Stenehjem filed the claim in Bismarck federal court in July after the agency ignored an administrative claim he filed a year earlier.

Thousands of opponents of the $3.8 billion pipeline that's been moving oil from the Dakotas through Iowa to Illinois for more two years gathered in southern North Dakota in 2016 and early 2017, camping on federal land and often clashing with police, resulting in 761 arrests over six months.

The Standing Rock Sioux Tribe opposed the pipeline built by Texas-based Energy Transfer Partners over fears it would harm cultural sites and the tribe's Missouri River water supply — claims rejected by the company and the state.

Stenehjem has said the Corps "allowed and sometimes encouraged" protesters to illegally camp without a federal permit. The Corps has said protesters weren't evicted due to free speech reasons.
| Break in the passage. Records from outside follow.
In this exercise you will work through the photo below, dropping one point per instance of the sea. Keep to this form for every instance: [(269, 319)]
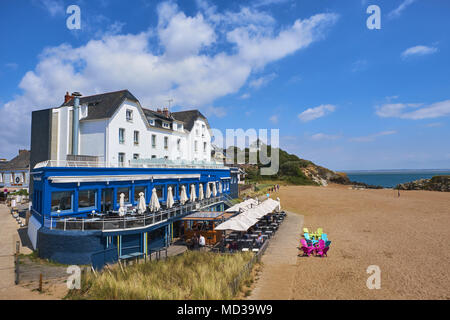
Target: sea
[(391, 178)]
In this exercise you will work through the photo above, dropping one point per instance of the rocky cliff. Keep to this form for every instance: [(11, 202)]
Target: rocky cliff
[(436, 183)]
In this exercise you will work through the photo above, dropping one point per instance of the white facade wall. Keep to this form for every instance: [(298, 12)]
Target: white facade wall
[(92, 140), (101, 137)]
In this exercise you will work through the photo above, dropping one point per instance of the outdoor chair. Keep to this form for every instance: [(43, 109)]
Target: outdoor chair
[(307, 250), (319, 232), (321, 249)]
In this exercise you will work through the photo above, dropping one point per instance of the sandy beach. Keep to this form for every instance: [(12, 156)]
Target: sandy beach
[(408, 237)]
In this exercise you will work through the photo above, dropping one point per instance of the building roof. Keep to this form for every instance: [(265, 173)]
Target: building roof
[(21, 161), (189, 117), (102, 106)]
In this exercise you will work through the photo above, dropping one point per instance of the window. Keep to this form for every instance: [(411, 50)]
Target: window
[(86, 199), (136, 138), (137, 190), (61, 200), (129, 115), (126, 192), (121, 159), (159, 191), (121, 135)]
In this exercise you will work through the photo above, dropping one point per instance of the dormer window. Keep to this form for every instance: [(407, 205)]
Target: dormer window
[(129, 115)]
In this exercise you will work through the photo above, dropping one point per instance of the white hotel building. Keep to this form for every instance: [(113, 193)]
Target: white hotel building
[(115, 129)]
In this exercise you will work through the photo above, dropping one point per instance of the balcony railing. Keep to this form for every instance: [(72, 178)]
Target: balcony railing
[(136, 163), (137, 221)]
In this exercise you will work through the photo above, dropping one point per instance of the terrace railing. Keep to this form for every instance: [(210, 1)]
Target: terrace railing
[(136, 221), (140, 163)]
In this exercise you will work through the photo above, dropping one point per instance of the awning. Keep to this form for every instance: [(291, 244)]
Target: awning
[(104, 178)]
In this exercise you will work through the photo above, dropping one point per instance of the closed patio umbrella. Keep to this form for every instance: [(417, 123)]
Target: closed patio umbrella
[(122, 205), (192, 196), (141, 206), (214, 189), (183, 195), (170, 201), (208, 191), (154, 202), (200, 192)]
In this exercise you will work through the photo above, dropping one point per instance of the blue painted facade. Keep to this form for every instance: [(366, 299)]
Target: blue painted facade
[(96, 246)]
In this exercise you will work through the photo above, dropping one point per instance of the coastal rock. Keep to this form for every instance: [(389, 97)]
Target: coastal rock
[(436, 183)]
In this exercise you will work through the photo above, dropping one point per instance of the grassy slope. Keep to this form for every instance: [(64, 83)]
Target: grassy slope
[(192, 275)]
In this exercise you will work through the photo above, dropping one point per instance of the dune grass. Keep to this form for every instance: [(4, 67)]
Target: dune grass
[(192, 275)]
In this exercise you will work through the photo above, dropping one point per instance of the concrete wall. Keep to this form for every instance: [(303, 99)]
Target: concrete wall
[(93, 138)]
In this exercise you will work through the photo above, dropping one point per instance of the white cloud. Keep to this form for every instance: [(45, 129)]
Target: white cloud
[(403, 111), (418, 51), (262, 81), (274, 119), (324, 136), (263, 3), (397, 11), (54, 7), (372, 137), (184, 67), (218, 112), (317, 112)]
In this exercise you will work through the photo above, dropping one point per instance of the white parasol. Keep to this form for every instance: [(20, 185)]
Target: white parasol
[(183, 195), (141, 206), (214, 189), (200, 192), (192, 195), (122, 205), (154, 202), (208, 191), (170, 201)]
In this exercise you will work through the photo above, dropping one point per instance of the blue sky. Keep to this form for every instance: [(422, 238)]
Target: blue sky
[(342, 95)]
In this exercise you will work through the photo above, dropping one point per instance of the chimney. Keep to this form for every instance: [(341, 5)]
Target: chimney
[(67, 97), (75, 122)]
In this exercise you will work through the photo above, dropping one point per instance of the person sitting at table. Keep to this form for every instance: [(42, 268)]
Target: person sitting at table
[(260, 239)]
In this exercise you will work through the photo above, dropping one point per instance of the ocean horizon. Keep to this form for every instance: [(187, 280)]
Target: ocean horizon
[(391, 178)]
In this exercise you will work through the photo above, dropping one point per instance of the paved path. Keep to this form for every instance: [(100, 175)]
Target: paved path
[(279, 262), (8, 236)]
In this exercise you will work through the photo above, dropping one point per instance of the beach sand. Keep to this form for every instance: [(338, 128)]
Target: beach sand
[(407, 237)]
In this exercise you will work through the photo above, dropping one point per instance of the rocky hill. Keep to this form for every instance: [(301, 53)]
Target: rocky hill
[(436, 183), (292, 169)]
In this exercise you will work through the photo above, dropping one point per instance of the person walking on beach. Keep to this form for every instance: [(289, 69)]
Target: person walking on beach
[(202, 242)]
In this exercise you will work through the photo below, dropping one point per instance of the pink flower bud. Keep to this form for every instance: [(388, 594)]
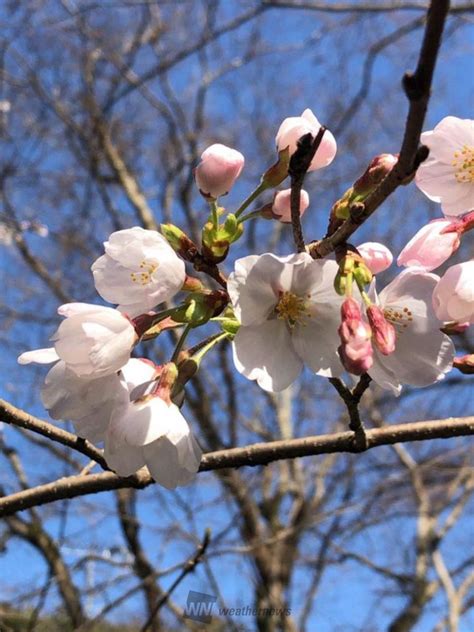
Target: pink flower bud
[(377, 257), (453, 296), (432, 245), (356, 360), (294, 127), (350, 310), (465, 364), (219, 168), (281, 208), (378, 169), (356, 350), (382, 331)]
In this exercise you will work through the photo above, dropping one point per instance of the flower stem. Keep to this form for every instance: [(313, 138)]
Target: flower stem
[(214, 215), (251, 215), (206, 345), (179, 345), (260, 189)]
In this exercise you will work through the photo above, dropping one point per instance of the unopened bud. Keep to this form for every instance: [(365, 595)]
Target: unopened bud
[(219, 168), (383, 332), (166, 382), (199, 308), (179, 241), (356, 350), (377, 171), (377, 257), (281, 207), (191, 284), (277, 172)]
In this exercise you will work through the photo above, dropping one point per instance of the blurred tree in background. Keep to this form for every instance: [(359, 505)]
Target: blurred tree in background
[(105, 108)]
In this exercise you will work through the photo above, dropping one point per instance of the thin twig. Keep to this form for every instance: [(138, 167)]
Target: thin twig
[(16, 417), (299, 165), (188, 568), (252, 455), (417, 88)]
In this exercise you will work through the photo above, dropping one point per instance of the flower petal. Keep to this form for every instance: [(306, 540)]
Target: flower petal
[(265, 353), (39, 356)]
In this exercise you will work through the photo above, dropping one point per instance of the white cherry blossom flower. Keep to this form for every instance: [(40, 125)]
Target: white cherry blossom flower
[(289, 314), (88, 403), (453, 297), (294, 127), (138, 271), (93, 340), (423, 354), (447, 175), (431, 246), (151, 432)]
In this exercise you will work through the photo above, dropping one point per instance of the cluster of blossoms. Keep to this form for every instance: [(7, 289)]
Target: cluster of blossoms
[(280, 313)]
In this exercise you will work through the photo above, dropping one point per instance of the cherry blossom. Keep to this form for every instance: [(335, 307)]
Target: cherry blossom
[(356, 350), (93, 340), (289, 314), (423, 354), (447, 175), (294, 127), (431, 246), (219, 168), (151, 432), (453, 297), (138, 271), (383, 332), (377, 257), (281, 208), (88, 403)]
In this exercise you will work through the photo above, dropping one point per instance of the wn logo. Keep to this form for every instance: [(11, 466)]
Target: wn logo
[(199, 607)]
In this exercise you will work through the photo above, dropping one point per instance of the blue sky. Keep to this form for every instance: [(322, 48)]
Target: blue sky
[(319, 66)]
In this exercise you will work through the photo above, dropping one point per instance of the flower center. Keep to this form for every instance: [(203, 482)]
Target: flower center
[(291, 308), (146, 270), (463, 163), (399, 318)]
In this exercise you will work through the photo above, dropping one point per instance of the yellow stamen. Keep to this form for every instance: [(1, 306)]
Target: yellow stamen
[(145, 277), (399, 318), (463, 163), (292, 308)]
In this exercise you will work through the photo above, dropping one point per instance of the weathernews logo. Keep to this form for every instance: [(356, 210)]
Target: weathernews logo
[(199, 607)]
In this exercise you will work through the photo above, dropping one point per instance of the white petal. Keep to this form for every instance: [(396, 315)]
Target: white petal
[(72, 309), (39, 356), (92, 427), (265, 353), (412, 289), (173, 460), (251, 287), (141, 422), (419, 359), (317, 340), (138, 371), (383, 376), (161, 458)]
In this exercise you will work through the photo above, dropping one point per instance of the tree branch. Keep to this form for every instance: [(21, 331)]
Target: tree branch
[(16, 417), (252, 455), (417, 88)]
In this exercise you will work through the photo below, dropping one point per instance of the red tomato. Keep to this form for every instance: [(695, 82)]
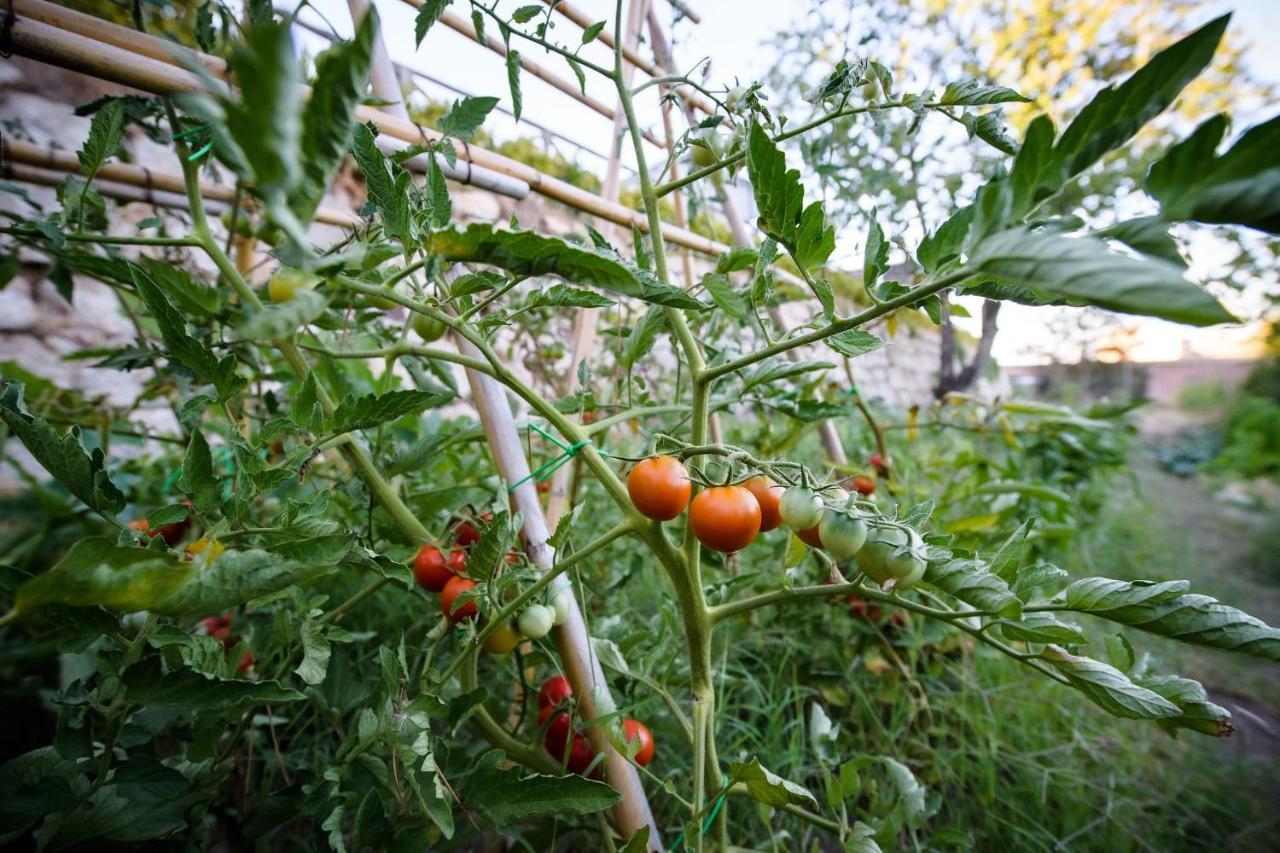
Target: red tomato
[(659, 487), (432, 570), (810, 537), (636, 730), (449, 594), (767, 495), (580, 755), (557, 731), (725, 518), (554, 693)]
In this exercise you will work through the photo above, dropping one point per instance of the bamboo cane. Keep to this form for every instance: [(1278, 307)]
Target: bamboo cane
[(586, 320), (584, 19), (464, 27), (142, 179), (581, 667), (56, 46)]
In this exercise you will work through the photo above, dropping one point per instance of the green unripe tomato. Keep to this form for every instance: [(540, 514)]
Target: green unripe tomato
[(842, 533), (286, 283), (535, 621), (800, 507), (428, 328), (561, 605), (892, 553)]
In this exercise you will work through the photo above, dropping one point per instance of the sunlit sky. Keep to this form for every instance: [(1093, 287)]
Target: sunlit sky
[(735, 35)]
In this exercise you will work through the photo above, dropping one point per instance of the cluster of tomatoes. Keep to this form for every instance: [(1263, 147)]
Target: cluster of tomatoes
[(572, 748), (220, 629), (447, 575), (728, 518)]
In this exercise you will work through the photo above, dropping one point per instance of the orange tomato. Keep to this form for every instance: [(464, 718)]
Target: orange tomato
[(659, 487), (725, 518), (767, 495)]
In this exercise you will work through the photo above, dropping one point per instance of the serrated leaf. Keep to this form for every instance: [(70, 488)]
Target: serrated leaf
[(104, 137), (767, 788), (99, 573), (149, 684), (723, 295), (328, 117), (970, 580), (517, 99), (1169, 610), (373, 410), (970, 92), (854, 342), (565, 296), (1087, 272), (183, 349), (1240, 187), (465, 117), (387, 182), (525, 252), (63, 456), (1042, 628), (1107, 687)]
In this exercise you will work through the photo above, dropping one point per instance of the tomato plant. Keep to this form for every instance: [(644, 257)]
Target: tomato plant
[(283, 679)]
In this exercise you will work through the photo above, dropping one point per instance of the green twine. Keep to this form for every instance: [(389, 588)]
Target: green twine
[(707, 824), (556, 463)]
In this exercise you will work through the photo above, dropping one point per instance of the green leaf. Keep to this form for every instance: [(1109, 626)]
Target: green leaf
[(99, 573), (1146, 235), (1042, 628), (1114, 115), (876, 258), (282, 319), (466, 117), (428, 14), (182, 688), (780, 199), (328, 117), (524, 14), (1169, 610), (1240, 187), (315, 652), (373, 410), (723, 295), (104, 137), (854, 342), (1109, 688), (197, 474), (970, 92), (970, 580), (507, 797), (438, 208), (63, 456), (763, 787), (183, 349), (525, 252), (1196, 711), (388, 183), (1087, 272), (517, 100), (565, 296)]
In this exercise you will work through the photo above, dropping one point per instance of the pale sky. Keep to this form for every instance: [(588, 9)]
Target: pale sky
[(734, 35)]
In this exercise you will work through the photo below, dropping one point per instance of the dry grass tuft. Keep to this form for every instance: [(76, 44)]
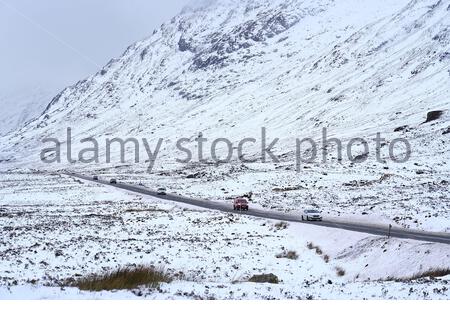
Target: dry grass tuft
[(340, 272), (126, 278), (432, 273), (292, 255)]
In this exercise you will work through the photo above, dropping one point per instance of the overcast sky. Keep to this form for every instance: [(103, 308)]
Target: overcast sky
[(53, 43)]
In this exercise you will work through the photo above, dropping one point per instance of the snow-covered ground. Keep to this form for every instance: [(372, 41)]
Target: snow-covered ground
[(226, 70), (55, 228)]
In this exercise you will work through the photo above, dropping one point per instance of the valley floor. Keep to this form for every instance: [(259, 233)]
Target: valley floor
[(56, 228)]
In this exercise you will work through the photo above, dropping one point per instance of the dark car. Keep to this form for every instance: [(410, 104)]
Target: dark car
[(240, 204), (312, 215)]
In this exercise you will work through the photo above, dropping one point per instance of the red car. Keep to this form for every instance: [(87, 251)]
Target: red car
[(240, 204)]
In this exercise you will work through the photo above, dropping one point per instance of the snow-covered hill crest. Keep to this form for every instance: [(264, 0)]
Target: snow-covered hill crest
[(227, 68)]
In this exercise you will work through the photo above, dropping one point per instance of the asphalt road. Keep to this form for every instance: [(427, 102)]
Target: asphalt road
[(369, 228)]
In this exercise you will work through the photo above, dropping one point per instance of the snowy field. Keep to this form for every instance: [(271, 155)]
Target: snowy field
[(56, 228)]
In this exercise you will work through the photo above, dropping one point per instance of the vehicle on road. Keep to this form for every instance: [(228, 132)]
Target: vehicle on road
[(240, 204), (161, 191), (311, 215)]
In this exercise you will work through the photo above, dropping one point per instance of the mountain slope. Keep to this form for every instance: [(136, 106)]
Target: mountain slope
[(291, 66), (228, 68)]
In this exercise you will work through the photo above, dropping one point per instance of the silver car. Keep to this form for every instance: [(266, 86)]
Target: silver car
[(161, 191), (311, 215)]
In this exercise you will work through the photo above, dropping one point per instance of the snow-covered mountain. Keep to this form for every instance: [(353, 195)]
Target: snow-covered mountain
[(226, 68), (19, 107)]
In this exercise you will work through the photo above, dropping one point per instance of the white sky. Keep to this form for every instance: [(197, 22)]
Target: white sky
[(51, 44)]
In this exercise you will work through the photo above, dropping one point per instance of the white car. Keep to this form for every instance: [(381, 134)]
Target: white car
[(161, 191), (311, 215)]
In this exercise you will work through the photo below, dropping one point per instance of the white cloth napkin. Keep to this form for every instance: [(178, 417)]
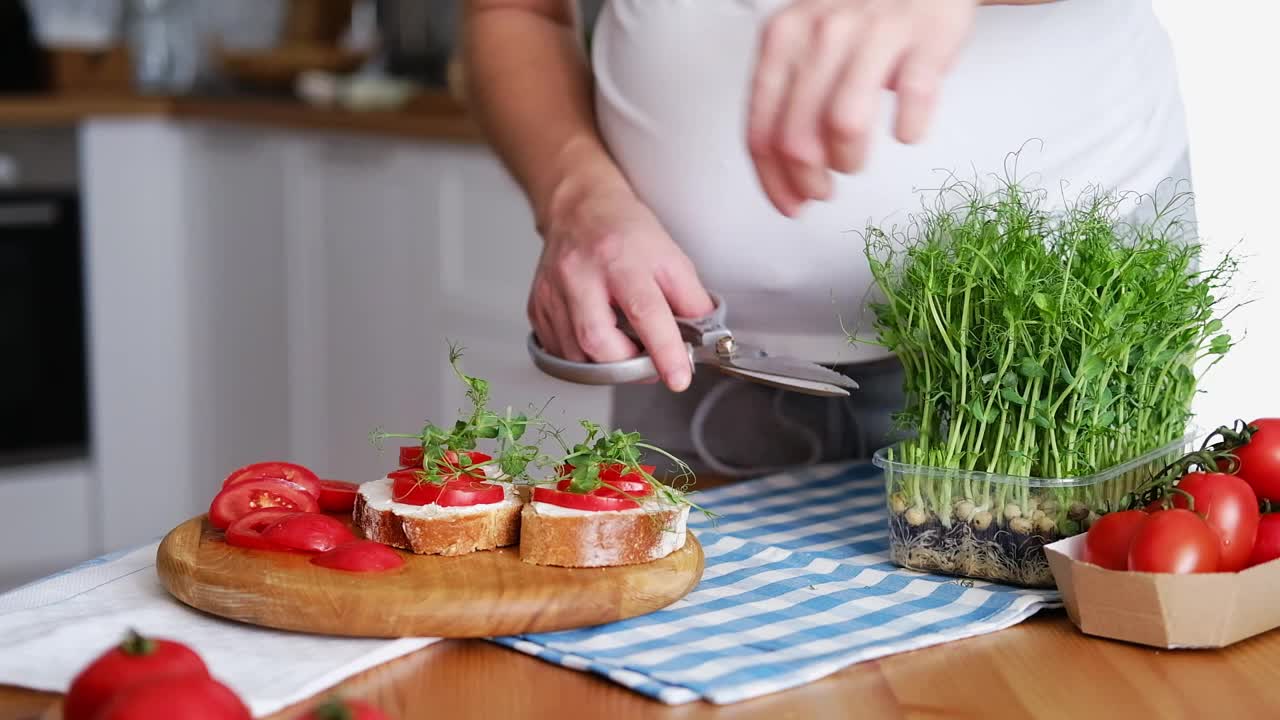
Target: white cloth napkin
[(51, 629)]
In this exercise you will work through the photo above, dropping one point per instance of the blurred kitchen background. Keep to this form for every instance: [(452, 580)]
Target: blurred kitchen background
[(236, 231)]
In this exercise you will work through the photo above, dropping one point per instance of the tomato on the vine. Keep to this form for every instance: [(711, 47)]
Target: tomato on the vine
[(1229, 507), (1260, 459), (1107, 542), (1266, 547), (1174, 541)]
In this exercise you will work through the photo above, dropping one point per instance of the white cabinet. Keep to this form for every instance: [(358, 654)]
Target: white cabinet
[(277, 295)]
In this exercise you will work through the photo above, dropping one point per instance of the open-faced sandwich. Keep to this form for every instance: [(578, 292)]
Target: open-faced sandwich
[(604, 509), (447, 497)]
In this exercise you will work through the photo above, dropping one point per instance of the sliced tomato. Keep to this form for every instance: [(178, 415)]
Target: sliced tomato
[(360, 556), (309, 532), (243, 497), (338, 496), (289, 472), (411, 456), (583, 501), (462, 493), (621, 488), (247, 532)]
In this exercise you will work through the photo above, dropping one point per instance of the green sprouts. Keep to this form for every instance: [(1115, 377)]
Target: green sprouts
[(1040, 343)]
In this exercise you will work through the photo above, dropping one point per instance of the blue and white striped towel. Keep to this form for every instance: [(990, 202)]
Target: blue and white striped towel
[(798, 586)]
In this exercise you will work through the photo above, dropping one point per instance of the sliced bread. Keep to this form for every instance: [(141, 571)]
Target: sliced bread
[(567, 537), (430, 529)]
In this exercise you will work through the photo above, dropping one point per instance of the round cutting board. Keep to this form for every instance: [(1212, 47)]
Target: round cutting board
[(471, 596)]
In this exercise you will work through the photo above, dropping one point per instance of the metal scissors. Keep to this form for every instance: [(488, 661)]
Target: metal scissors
[(709, 342)]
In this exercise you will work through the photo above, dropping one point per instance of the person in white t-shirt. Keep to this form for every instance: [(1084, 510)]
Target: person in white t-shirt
[(740, 145)]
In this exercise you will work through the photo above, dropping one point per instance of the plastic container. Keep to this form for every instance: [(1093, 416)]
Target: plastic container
[(995, 527)]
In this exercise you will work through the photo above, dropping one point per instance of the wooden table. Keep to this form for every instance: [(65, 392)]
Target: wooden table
[(1042, 669)]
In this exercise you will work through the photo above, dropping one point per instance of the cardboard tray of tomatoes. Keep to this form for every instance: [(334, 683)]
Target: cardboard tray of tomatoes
[(1194, 563)]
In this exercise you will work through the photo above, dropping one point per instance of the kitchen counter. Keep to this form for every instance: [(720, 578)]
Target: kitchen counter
[(433, 115), (1042, 669)]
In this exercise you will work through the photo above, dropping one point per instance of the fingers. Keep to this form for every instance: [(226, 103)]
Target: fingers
[(647, 309), (917, 89), (684, 291), (800, 133), (781, 46), (594, 326), (855, 101)]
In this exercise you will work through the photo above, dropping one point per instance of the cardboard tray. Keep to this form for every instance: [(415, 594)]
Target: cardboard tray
[(1171, 611)]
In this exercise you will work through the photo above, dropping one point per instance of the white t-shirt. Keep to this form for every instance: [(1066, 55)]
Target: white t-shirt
[(1086, 87)]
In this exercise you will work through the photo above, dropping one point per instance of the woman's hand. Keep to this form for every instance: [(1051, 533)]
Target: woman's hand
[(819, 77), (604, 249)]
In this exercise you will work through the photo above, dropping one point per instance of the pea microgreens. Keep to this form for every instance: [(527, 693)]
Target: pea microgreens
[(444, 451), (617, 449)]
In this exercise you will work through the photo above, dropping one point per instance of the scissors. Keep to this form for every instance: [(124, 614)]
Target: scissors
[(708, 342)]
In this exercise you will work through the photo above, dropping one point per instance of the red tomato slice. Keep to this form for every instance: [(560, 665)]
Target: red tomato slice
[(297, 474), (247, 532), (621, 488), (243, 497), (309, 532), (1174, 541), (583, 501), (462, 493), (411, 456), (360, 556), (338, 496)]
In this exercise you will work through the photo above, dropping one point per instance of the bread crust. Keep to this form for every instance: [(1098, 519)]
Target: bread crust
[(599, 540), (451, 534)]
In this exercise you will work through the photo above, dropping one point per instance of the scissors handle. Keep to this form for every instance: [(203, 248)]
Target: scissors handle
[(634, 370), (698, 332)]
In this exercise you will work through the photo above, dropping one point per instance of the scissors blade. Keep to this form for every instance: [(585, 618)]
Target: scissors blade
[(759, 361), (808, 387)]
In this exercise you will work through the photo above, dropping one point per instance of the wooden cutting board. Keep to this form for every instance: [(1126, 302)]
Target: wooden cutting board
[(479, 595)]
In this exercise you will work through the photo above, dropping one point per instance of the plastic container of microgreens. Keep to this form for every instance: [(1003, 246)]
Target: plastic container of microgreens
[(993, 527)]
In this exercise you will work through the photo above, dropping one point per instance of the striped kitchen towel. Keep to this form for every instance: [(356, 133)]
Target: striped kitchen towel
[(798, 586)]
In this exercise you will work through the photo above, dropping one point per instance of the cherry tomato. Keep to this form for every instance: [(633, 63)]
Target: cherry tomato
[(247, 532), (1266, 547), (297, 474), (346, 710), (1107, 542), (243, 497), (309, 532), (338, 496), (167, 698), (360, 556), (1174, 541), (1230, 507), (133, 661), (1260, 459), (583, 501), (462, 493)]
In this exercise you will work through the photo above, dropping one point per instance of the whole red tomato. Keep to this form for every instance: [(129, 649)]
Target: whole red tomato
[(1107, 542), (346, 710), (1260, 459), (133, 661), (168, 698), (1266, 547), (1174, 541), (1230, 507)]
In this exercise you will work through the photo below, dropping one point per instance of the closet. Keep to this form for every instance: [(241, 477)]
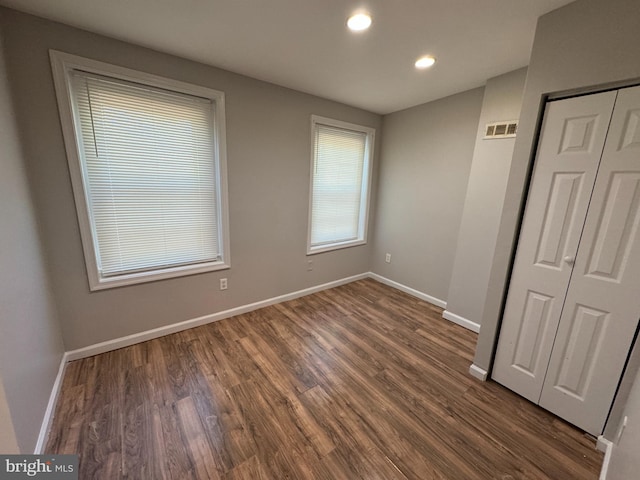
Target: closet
[(573, 303)]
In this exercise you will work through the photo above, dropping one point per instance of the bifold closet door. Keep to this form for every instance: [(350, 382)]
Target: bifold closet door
[(602, 306), (569, 152)]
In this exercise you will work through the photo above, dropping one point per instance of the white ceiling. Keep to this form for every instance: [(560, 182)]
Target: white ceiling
[(304, 44)]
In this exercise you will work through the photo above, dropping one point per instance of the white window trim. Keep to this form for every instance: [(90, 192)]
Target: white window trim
[(366, 184), (62, 64)]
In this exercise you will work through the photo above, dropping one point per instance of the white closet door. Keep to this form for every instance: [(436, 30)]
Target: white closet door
[(602, 306), (569, 152)]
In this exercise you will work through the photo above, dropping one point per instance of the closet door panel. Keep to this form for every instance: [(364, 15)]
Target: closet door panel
[(602, 306), (569, 153)]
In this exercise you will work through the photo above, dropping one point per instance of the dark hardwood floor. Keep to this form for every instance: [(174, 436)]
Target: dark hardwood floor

The agency said in court papers it used discretion, calling the federal government's relationship with the Indian tribes "contentious and tragic."

The Corps said its "enforcement decisions" occurred in the "context of this complex and contentious history."

The pipeline construction began while Barack Obama was in the White House. President Donald Trump just days after taking office in January 2017 pushed through completion of the stalled project.

The company announced plans this year to double the pipeline's capacity.

Trump last year denied a state-requested disaster declaration to cover the state's costs. The Justice Department later gave the state a $10 million grant for policing-related bills. The pipeline developer gave the state $15 million to help with the costs that were funded from loans from the state-owned Bank of North Dakota.

Stenehjem has said the $25 million the state has received to offset the costs doesn't get the Corps off the hook for the state's $38 million total cost.